Our aim is to create accurate catalogue records, and the best way to ensure accuracy is for our SCIS cataloguers to examine the items themselves. This will provide the ability for optimal retrieval of resources by maximising the chances of your users finding and accessing the material they need within your library catalogue.
Quality assurance
Without the actual items in hand or clear complete images of items, cataloguers may not be able to:
- fully determine the subject matter of the material
- provide full metadata such as pagination and the types of illustrations; this may matter for resources such as geography books where the number of pages or types of illustrations included is important
- retain consistency with author names via authority files so that full results are returned on an author search. By examining the physical item, cataloguers can determine who the actual authors are – sometimes the requesting subscriber might identify the editor or compiler as an author.
Provide images of title
SCIS receives its cataloguing metadata from books received at our depot from schools and the AUS/NZ retail book distribution network.
However, SCIS is often asked to catalogue items that have been purchased outside of this retail network.

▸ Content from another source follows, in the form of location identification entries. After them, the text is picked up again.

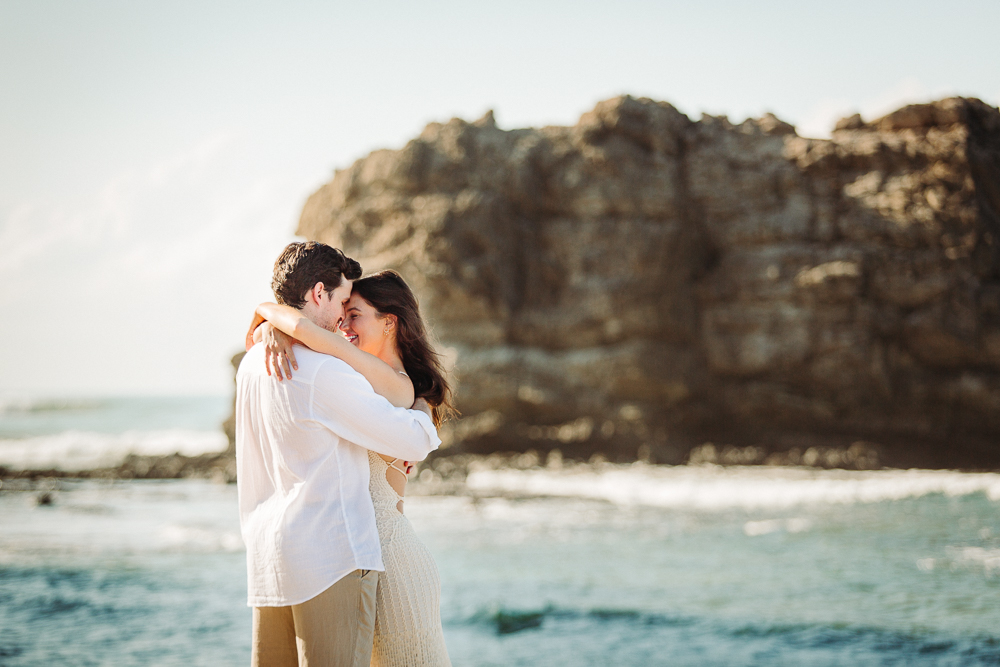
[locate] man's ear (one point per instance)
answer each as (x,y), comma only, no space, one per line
(316,294)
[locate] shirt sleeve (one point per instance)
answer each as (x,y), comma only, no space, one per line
(344,401)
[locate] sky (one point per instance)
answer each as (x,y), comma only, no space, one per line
(155,157)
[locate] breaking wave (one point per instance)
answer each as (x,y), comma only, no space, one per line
(81,450)
(714,487)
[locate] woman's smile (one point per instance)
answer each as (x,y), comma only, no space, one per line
(362,326)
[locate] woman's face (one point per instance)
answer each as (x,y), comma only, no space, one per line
(363,327)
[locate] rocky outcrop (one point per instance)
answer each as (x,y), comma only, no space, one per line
(641,283)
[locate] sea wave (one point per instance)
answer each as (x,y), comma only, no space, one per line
(19,405)
(82,450)
(804,640)
(715,487)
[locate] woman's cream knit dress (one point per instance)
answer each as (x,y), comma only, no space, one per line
(408,602)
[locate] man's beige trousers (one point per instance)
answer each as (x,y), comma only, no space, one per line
(334,629)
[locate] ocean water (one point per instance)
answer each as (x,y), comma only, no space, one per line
(152,572)
(72,433)
(580,565)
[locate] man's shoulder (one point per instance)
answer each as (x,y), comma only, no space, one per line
(311,364)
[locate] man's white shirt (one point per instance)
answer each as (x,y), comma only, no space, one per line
(302,472)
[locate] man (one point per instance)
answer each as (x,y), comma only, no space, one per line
(313,553)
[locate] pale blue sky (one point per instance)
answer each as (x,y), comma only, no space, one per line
(154,157)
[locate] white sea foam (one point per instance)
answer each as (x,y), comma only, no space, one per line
(199,538)
(715,487)
(80,450)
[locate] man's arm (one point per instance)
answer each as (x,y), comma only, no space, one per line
(344,402)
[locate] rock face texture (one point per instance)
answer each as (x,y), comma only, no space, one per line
(640,283)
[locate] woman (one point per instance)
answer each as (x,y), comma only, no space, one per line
(384,340)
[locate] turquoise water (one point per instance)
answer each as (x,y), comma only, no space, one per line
(745,567)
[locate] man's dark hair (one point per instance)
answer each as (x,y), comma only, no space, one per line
(301,265)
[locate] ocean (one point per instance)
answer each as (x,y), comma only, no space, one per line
(574,565)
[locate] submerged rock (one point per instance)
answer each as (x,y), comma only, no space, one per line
(640,283)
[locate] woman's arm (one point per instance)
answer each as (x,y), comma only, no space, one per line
(384,380)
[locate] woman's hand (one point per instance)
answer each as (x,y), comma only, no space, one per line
(278,352)
(258,319)
(423,406)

These titles are:
- Sold exclusively to one store (eg: Aldi, Newspapers)
- Ordered direct from overseas (eg: Amazon, Ebay)
- Ordered from publishers/distributors/authors who don’t provide materials to SCIS (eg: Book Warehouse - NSW)
- Small press authors/publishers who don’t provide materials to SCIS
- Pre-publication titles
An example is the title: The wheels on the ute go round and round, 9781760667351, published by Scholastic, in 2019. At the time, this item was sold to one store only and no information was available for cataloguers to create an accurate record.
In these cases, when there is no metadata available anywhere that we can use, we must receive the book (or the scanned images we request) in order to accurately catalogue the book.
Compliance with international cataloguing standards
SCIS provides records aligned with international cataloguing standards, which rely on:
- the transcription of some critical metadata that comes from examining exactly what is on the item
- the identification of the item’s subject headings that should come from analysing the resource itself.
Therefore, we rely on physical items or scanned images of book cover, title and copyright pages and back cover of the item.
Physical items receive highest priority
SCIS prioritises physical items in the cataloguing queue. Requests accompanied by physical items will be completed faster than those which have only been submitted online (see How long does it take to have my items catalogued?).